For instance, when New Zealand considered passing the Homosexual Law Reform Act in 1986, The Salvy collected signatures against the attempt. The act decriminalized consensual sex between men. In the UK, the Salvy actively pushed for the passage of an amendment to the Local Government Act that stated that authorities “shall not…promote the teaching in any maintained school of the acceptability of homosexuality as a pretended family relationship.” In 2001, The Salvy tried to get a resolution passed in federal government that they could ignore local non-discrimination laws that protected LGBT people. Also in 2001, The Salvy lobbied the Bush administration to deny grants and tax deductions to any cities or states that included LGBT non-discrimination laws.
The same can be said for The United Way. While the official word from The United Way is that they do not discriminate, and while many United Way chapters support many other service organizations, several of which provide services to LGBT people, one of the largest receivers of money from The United Way remains the Boy Scouts of America. And as we all know, the Boy Scouts has taken to blatantly discriminate against LGBT people.
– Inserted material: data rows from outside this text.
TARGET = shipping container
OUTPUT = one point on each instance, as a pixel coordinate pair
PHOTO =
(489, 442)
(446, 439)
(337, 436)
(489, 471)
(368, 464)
If you do give to The United Way, you should also take the time to designate where you want the funding to go. You can designate on a pledge card one or a few specific organizations that you want to receive your contributions. Or, you can just directly donate to those organizations yourself, bypassing The United Way as a middleman.
In an expose in June, which I found out about two days ago, I learned Goodwill does not deserve your “good will.” The multi-million dollar “non-profit” corporation exploits its disabled workers, sometimes paying as little as 22 center per hour due to a labor law loophole.
The loophole, called the Special Wage Certificate Program, allows non-profit companies to hire disabled workers based on their abilities with no minimum.
The CEO of the company claims that he is doing the disabled workers a favor by giving them the opportunity to be a part of something and that without Goodwill’s “good will” these people would not be employed. This sounds akin to “you should be grateful we’ve hired you at all, take what you are given.”
What is more likely the case is that many of the workers are mentally or emotionally disabled, and may not be able to determine what is right for them and Goodwill is taking full advantage of this fact.
Some Goodwill chapters are going so far as to say they are doing disabled workers a favor by paying sub-minimum wage, claiming that the minimum wage would cause many workers with disabilities to lose their SSI benefits and medical insurance, which is completely false.
Instead of giving your used clothes and items to these scumbags, maybe this charitable season, give it to local charities, such as a second-hand store run by a local shelter, or housing services for domestic violence and sexual assault survivors, local churches to redistribute, or the local food pantry or baby pantry.
Maybe the safest way to avoid being an unintentional asshole with your charitability this year is to give to a local organization that you know much about. Otherwise, you may have some research ahead of you before you drop a dime in the bucket and pat yourself on the back.